Annotations allow for both increased visibility and a way for viewers to interact with your content. Expert Village’s YouTube Valentine’s Day Essentials highlights ten different Valentine’s day videos within one video using the spotlight annotation over built in features of the video. Expert Village incorporated this menu of YouTube content thru annotations in the beginning of the video, during the video and at the end of the video. Annotations used in this way help drive traffic to your content if it’s relevant, especially when highlighting videos in a series. Annotations can also help to give your viewers more ways of watching and interacting with your content as opposed to browsing elsewhere once they’ve finished watching your video.
I think one of the easiest ways to do it is actually when you’re going to do a review video. So if you’re reviewing a specific product, I would link to that product so your viewers can actually go purchase that product as well, especially if it’s something that you love. That’s probably the easiest way to integrate affiliate links. And it’s also a great way to monetize any video that’s not sponsored. So any time you have favorite things or your favorite products or reviews, you can throw in an affiliate link to help people know where to find the product you’re talking about.

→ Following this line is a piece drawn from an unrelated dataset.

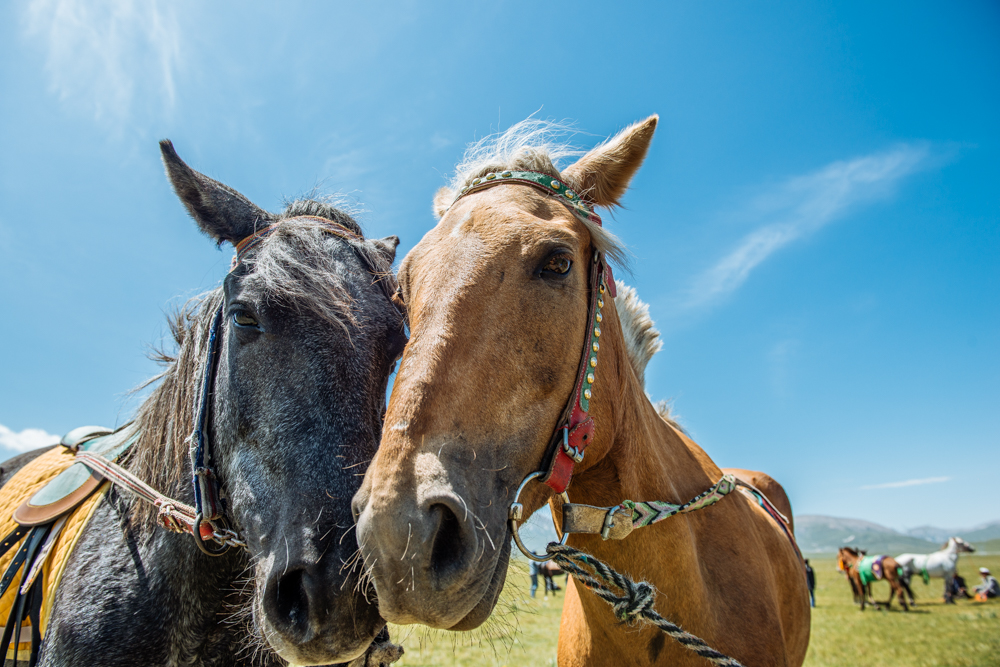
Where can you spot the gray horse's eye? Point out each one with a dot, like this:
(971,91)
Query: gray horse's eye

Branding your channel helps bring a consistent experience to your viewers and subscribers on YouTube that they would see similarly reflected elsewhere. It’s important to let each marketing channel have its own feel, but also be tied together with other channels as well. Highlighting your most important videos on your channel, alongside your other social networks is a helpful way to help flaunt your digital savvy and help make it as easy as possible for your online advocates to connect with you wherever they’re active.
YouTube uses a cost per view (CPV) model, which means you only pay when someone engages with your video ad. If your ad is skipped, you aren’t charged for that view. The exact cost per click varies varies on keyword competitiveness, but, on average, it’s around $0.06. Once you set your daily campaign budget, YouTube will display your ad until the daily budget is spent.
Noble DigitalFounder, and award-winning Creative Director Allen Martinez has created successful content campaigns for some of the largest brands on the planet, including: Coca-Cola, In-Bev, Subway, Nestle, AT&T, Quest, Hilton Hotels, Burger King, Univision, Yamaha, Miller Lite, Proctor & Gamble, Heineken, Orbitz, Wrigley’s and has then used those same principals to help scale startups like: Telesign, Plated and Fundrise, BiohmHealth.
“A series playlist allows you to mark your playlist as an official set of videos that should be viewed together. Adding a video to a series playlists allows other videos in the playlist to be featured and recommended when someone is viewing a video in the series playlist. YouTube may use this information to modify how the videos are presented or discovered.”